MMKE-Bench: A Multimodal Editing Benchmark for Diverse Visual Knowledge

Authors: yuntao du, Kailin Jiang, Zhi Gao, Chenrui Shi, Zilong Zheng, Siyuan Qi, Qing Li

ICLR 2025 | Venue PDF | Archive PDF | Plain Text | LLM Run Details

Reproducibility Variable Result LLM Response
Research Type Experimental We assess five state-of-the-art knowledge editing methods on three prominent LMMs, revealing that no method excels across all criteria, and that visual and user-specific edits are particularly challenging. MMKEBench sets a new standard for evaluating the robustness of multimodal knowledge editing techniques, driving progress in this rapidly evolving field. Also, 'Extensive experiments with various baseline methods and LMMs in both single and sequential editing settings are conducted, revealing several limitations in existing knowledge editing approaches.'
Researcher Affiliation Academia 1State Key Laboratory of General Artificial Intelligence, BIGAI 2School of Software & Joint SDU-NTU Centre for Artificial Intelligence Research (C-FAIR), Shandong University 3University of Science and Technology of China 4State Key Laboratory of General Artificial Intelligence, Peking University 5Beijing Key Laboratory of Intelligent Information Technology, School of Computer Science & Technology, Beijing Institute of Technology
Pseudocode No The paper describes the methods and processes using natural language descriptions and diagrams like Figure 2 for the construction pipeline, but does not present any formal pseudocode or algorithm blocks.
Open Source Code No The paper mentions using the 'VLKEB library' (https://github.com/VLKEB/VLKEB) for conducting experiments, but does not explicitly state that the source code for the MMKE-Bench construction methodology described in this paper is being released or provide a link to such code.
Open Datasets No The paper introduces MMKE-Bench, a comprehensive multimodal knowledge editing benchmark consisting of 2,940 pieces of knowledge and 8,363 images. While the paper describes the creation and statistics of this new benchmark, it does not provide a direct URL, DOI, or specific repository name for accessing the dataset.

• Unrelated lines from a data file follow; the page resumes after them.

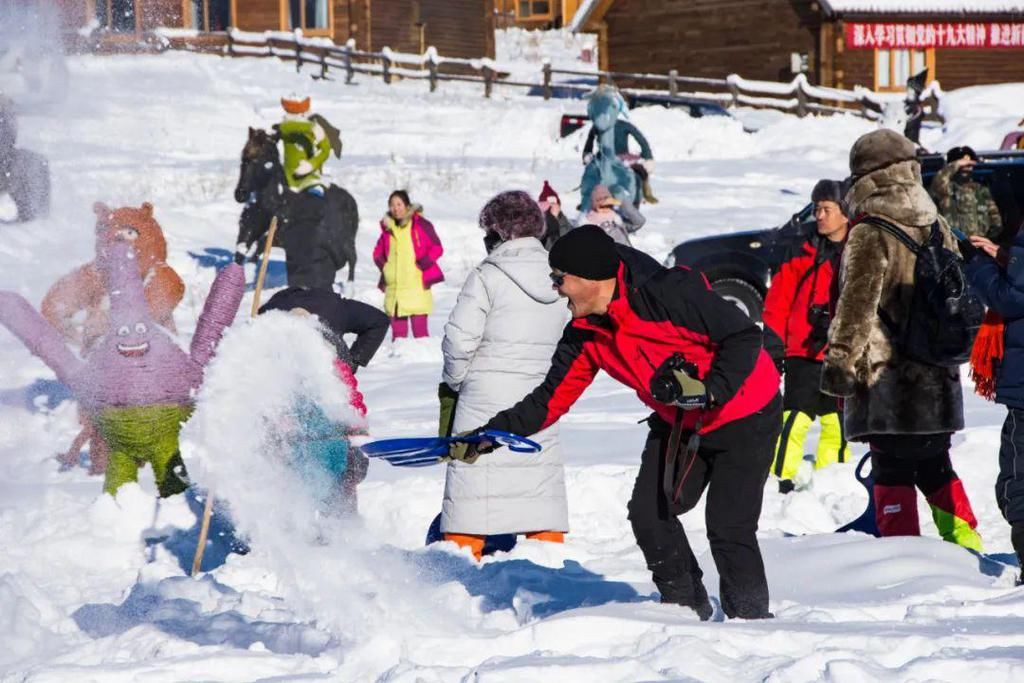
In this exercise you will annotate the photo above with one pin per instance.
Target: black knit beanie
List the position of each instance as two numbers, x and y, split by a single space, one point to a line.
586 252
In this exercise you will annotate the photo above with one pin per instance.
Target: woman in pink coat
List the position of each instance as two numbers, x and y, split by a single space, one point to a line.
407 254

Dataset Splits Yes The statistics of MMKE-Bench are shown in Tab.2. MMKE-Bench encompasses three classes of edited knowledge, totaling 2,940 knowledge pieces and 8,363 images. The knowledge spans 175 finegrained types, highlighting the diversity of MMKEBench. We split the dataset into training and validation sets at 4:6, with the training set reserved solely for specific knowledge editing methods (e.g., SERAC Mitchell et al. (2022b)).
Hardware Specification Yes The experiments are performed on NVIDIA A100/A800 80GB GPUs.

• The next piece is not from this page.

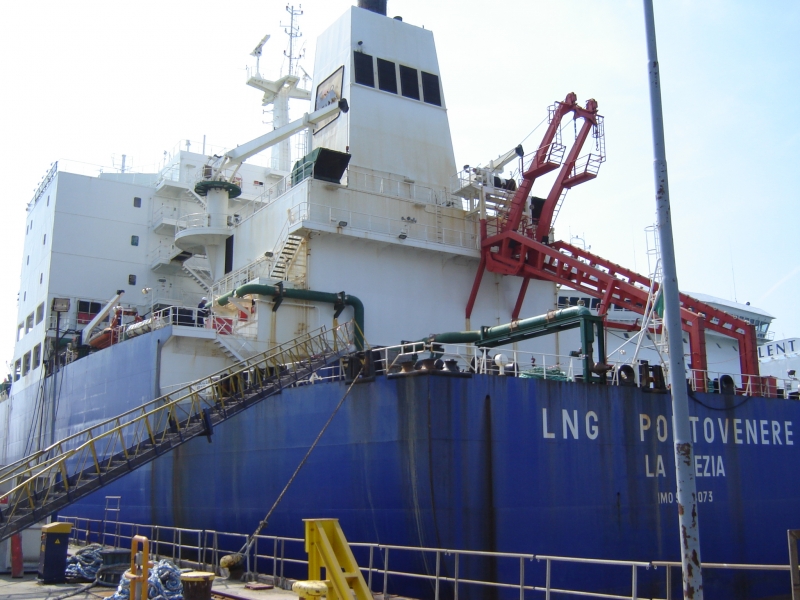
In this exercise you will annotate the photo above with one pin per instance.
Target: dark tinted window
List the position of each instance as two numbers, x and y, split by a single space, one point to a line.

Software Dependencies No The paper mentions using 'Py Torch' and the 'VLKEB library' for experiments, but does not provide specific version numbers for these or any other software dependencies.

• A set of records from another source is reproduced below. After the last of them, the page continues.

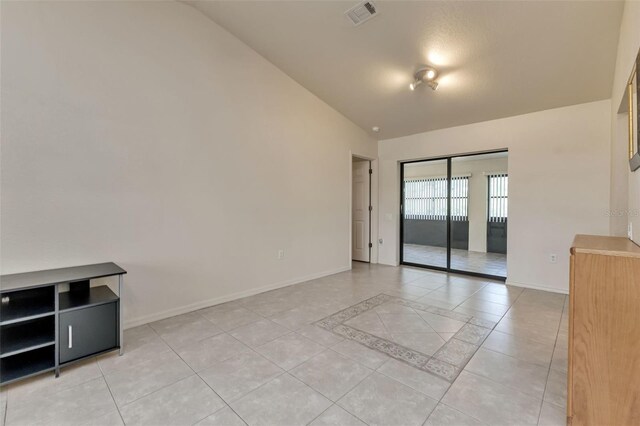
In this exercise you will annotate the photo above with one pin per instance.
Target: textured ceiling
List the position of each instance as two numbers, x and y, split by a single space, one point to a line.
496 58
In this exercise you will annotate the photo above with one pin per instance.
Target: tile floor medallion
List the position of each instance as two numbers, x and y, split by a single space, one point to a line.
447 362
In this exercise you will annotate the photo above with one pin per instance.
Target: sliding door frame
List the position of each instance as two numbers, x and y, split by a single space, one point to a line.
448 268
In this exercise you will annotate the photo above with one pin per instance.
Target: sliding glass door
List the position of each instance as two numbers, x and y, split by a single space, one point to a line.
425 208
454 214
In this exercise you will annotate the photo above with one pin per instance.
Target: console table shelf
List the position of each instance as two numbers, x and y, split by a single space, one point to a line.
55 317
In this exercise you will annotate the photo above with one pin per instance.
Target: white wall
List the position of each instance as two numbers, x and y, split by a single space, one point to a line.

Experiment Setup Yes Appendix B includes Tables 10, 11, and 12, which provide detailed hyper-parameters for knowledge editing methods and LMMs on visual entity editing, visual semantic editing, and user-specific editing. These tables specify settings such as Steps, Edit Layer, Optimizer, and Edit LR for models like BLIP2-OPT, Mini GPT-4, and LLa VA-1.5, and methods like FT-LLM, FT-Alignment, KE, SERAC, and MEND.